Simpson, Jaccard, and Rivers envision the largest reductions being achieved through fuel switching (for instance, from coal to natural gas) and carbon capture and storage. Together, these account for well over 80% of the anticipated reductions in both scenarios, with energy efficiency improvements, agricultural changes, waste treatment changes, and other efforts making up the difference. As policy mechanisms, the authors support carbon pricing (through either a cap-and-trade scheme or the establishment of a carbon tax) as well as command-and-control measures including tightened mandatory efficiency standards for vehicles, renewable portfolio standards (requiring a larger proportion of energy to be renewable), carbon management standards (requiring a larger proportion of CO2 to be sequestered), and tougher building standards. They stress that information and subsidy programs are inadequate to create significant reductions in emissions. Instead, they explain that an eventual carbon price of $100 to $150 a tonne will make “zero-emissions technologies… frequently the most economic option for business and consumers.” This price would be reached by means of a gradual rise ($20 in 2015 and $60 in 2020), encouraging medium and long-term investment in low carbon technologies and capital.
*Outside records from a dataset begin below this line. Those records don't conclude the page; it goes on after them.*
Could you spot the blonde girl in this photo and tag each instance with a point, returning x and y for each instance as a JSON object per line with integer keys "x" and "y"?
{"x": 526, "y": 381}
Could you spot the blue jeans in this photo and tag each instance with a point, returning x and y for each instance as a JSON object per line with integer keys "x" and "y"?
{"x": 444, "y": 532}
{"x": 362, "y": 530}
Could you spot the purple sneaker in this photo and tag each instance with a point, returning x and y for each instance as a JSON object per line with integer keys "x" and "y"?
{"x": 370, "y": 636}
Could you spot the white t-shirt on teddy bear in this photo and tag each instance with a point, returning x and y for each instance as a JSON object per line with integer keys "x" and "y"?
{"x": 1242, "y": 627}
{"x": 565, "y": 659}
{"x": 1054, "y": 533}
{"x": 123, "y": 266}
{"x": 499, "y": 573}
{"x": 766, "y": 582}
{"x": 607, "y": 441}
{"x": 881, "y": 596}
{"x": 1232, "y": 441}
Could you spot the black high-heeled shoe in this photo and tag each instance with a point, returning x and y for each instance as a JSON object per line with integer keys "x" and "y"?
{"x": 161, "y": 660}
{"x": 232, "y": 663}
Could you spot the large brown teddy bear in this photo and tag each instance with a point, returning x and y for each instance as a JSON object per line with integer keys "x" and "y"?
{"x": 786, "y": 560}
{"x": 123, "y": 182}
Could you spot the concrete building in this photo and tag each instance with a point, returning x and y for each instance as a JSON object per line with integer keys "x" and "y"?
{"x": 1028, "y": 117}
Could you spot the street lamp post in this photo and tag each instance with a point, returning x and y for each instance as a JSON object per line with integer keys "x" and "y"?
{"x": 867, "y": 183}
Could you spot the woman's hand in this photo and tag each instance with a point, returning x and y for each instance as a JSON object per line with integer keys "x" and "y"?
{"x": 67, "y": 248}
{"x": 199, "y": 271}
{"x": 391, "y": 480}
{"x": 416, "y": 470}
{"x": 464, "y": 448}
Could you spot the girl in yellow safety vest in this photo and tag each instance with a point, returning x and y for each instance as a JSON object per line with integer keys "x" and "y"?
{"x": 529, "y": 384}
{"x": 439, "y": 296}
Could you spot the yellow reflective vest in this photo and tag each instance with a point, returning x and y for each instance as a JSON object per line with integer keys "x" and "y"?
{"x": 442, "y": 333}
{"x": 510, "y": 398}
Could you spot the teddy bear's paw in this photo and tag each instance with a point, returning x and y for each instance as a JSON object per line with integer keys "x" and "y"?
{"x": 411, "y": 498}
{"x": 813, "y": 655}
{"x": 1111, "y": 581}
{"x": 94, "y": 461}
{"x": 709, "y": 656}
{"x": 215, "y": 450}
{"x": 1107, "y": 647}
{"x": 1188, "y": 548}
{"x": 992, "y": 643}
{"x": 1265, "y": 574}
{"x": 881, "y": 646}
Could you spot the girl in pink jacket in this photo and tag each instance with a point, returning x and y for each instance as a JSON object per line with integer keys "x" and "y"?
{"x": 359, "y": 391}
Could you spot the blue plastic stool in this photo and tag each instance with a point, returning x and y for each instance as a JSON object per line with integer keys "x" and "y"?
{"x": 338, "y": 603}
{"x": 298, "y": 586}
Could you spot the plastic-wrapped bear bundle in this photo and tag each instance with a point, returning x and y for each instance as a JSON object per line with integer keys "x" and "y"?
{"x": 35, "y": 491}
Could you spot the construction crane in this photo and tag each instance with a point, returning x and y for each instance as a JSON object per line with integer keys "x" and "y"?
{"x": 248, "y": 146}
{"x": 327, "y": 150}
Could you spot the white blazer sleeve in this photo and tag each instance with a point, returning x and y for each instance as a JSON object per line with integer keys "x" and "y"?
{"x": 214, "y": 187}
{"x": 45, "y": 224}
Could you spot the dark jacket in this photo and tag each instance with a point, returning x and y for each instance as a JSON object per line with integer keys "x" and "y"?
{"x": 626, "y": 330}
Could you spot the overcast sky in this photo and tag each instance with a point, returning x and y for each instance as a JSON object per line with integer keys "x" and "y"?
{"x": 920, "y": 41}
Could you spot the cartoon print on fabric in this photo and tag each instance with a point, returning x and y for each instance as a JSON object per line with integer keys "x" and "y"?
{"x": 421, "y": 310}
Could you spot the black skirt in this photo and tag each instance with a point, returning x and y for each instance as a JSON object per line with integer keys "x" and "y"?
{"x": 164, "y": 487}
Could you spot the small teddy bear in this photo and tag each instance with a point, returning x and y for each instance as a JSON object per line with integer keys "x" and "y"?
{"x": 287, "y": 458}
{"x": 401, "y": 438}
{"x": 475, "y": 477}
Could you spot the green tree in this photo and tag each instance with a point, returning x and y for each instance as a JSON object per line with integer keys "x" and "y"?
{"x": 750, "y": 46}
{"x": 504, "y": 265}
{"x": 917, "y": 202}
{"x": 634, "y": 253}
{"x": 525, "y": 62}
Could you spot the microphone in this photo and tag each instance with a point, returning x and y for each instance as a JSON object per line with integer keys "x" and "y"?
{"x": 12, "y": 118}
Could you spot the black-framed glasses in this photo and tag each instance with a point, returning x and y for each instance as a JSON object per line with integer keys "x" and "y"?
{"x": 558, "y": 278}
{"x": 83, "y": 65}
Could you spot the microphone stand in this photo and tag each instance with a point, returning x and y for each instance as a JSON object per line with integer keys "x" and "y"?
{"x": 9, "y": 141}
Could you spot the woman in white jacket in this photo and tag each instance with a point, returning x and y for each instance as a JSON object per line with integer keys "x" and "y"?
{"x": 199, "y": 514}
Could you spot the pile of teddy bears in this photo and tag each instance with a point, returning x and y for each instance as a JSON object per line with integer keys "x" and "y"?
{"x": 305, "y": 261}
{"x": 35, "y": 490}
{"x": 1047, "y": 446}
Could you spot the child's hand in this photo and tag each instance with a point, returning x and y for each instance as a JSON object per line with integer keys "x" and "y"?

Just 250 pages long, with very few references, Hot Air takes a decidedly journalistic approach. It is very optimistic about the viability and affordability of carbon capture and storage, as well as about the transition to zero emission automobiles. Air travel is completely ignored, while the potential of improved urban planning and public transportation is rather harshly derided. The plan described doesn’t extend beyond 2050 and doesn’t reach a level of Canadian emissions consistent with global stabilization of greenhouse gas concentrations (though it would put Canada on a good footing to achieve that by 2100). While the book’s overall level of detail may not satisfy the requirements of those who want extensive technical and scientific analysis, it is likely to serve admirably as an introduction for those bewildered by the whole ecosystem of past and present plans and concerned with understanding the future course of policy.